Cette interdiction ne concerne pas tous les appels. Les contours sont précis. À partir du 11 août 2026, vous ne recevrez plus d’appels non sollicités pour vous vendre de l’électricité, du gaz, une assurance, un abonnement internet ou mobile, ou encore des travaux de rénovation énergétique. Sans votre accord explicite, ces démarchages deviennent illégaux.

L’objectif n’est pas de faire taire tous les téléphones. Votre assureur actuel pourra toujours vous joindre dans le cadre de votre contrat. Les entreprises pour lesquelles vous avez donné un consentement éclairé conservent ce droit. Et les appels non commerciaux restent autorisés : administrations, établissements scolaires, rappels de rendez-vous médicaux ou professionnels de santé continuent de fonctionner normalement.

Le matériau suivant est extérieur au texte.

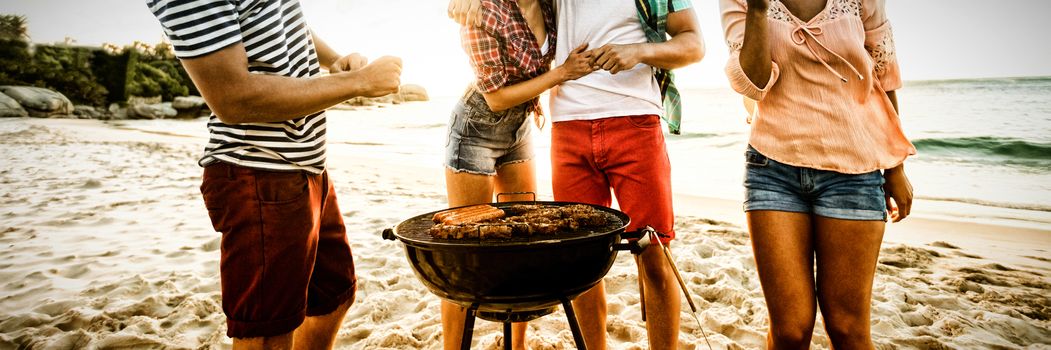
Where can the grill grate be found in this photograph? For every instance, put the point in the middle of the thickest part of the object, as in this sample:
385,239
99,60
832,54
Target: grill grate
415,229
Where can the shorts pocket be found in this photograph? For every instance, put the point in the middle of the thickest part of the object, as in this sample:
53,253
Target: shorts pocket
644,122
272,187
755,159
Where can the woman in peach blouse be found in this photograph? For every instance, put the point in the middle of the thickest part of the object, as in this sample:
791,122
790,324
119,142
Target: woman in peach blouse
824,165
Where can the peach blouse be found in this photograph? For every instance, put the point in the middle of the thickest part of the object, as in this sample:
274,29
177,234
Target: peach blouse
825,106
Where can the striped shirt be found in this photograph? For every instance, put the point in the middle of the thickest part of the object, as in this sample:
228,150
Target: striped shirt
276,41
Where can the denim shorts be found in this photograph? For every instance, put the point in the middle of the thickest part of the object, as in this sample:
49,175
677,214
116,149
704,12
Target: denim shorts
481,140
771,185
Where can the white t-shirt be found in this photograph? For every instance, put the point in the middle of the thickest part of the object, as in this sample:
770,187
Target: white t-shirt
601,95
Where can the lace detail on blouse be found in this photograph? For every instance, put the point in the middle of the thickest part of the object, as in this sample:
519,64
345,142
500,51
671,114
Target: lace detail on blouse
882,53
837,9
780,13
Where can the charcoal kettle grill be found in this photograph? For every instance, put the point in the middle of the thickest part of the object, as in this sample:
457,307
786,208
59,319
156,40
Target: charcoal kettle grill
519,279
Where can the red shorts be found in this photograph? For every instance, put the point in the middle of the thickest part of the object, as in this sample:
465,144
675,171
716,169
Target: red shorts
285,253
625,153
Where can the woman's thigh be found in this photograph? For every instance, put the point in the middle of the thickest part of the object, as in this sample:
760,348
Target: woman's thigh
519,177
783,246
846,252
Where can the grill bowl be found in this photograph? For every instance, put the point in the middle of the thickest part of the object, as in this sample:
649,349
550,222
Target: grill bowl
516,274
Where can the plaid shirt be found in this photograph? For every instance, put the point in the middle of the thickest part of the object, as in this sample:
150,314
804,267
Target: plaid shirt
503,50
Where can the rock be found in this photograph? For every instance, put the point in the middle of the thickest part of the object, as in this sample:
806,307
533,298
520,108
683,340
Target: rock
188,102
116,112
359,101
136,100
39,102
189,106
156,110
84,111
11,108
410,93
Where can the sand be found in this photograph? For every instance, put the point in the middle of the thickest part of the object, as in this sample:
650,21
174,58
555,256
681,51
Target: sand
107,245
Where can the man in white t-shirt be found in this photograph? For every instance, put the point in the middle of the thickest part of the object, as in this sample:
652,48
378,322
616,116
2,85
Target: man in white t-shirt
606,135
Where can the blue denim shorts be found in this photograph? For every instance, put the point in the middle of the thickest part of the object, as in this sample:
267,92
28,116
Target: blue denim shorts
771,185
481,140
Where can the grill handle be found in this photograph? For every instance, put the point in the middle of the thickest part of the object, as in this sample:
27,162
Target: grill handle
389,234
637,242
514,193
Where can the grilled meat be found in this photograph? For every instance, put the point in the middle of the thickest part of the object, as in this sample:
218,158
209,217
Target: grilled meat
519,220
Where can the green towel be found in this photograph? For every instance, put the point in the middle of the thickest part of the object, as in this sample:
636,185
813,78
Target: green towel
654,17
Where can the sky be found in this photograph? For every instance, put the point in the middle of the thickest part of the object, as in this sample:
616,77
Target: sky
935,39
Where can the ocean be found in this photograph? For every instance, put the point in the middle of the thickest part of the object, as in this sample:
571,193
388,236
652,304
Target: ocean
984,145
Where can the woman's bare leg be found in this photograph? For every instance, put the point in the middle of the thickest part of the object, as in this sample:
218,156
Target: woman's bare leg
847,252
462,188
516,178
783,246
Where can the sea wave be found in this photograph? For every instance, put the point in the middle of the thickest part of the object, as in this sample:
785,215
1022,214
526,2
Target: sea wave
1021,206
1007,148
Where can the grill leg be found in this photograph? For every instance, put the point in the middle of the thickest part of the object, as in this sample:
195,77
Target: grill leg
468,327
507,335
573,325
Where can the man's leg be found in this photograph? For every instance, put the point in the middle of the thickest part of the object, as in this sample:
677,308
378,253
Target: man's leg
269,224
318,332
575,178
639,169
663,299
332,282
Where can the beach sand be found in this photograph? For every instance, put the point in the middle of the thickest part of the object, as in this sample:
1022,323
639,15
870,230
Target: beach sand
106,244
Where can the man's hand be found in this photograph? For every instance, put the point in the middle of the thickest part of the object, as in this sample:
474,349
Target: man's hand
466,12
348,63
759,4
899,192
578,64
382,77
617,58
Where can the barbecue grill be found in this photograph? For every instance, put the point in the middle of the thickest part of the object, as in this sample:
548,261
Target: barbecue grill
518,279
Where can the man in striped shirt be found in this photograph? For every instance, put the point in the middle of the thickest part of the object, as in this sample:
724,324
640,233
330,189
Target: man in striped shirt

La nuance est capitale. Il ne s’agit pas de couper toute communication, mais de redonner le contrôle aux consommateurs. Vous décidez qui peut vous appeler, et dans quel but. Les entreprises devront désormais prouver qu’elles ont obtenu votre accord. Fini le temps où votre numéro circulait librement dans des bases de données commerciales sans que vous le sachiez.

Pour les millions de Français excédés, cette distinction change tout. Le téléphone redevient un outil de communication choisi, pas un canal de publicité imposé.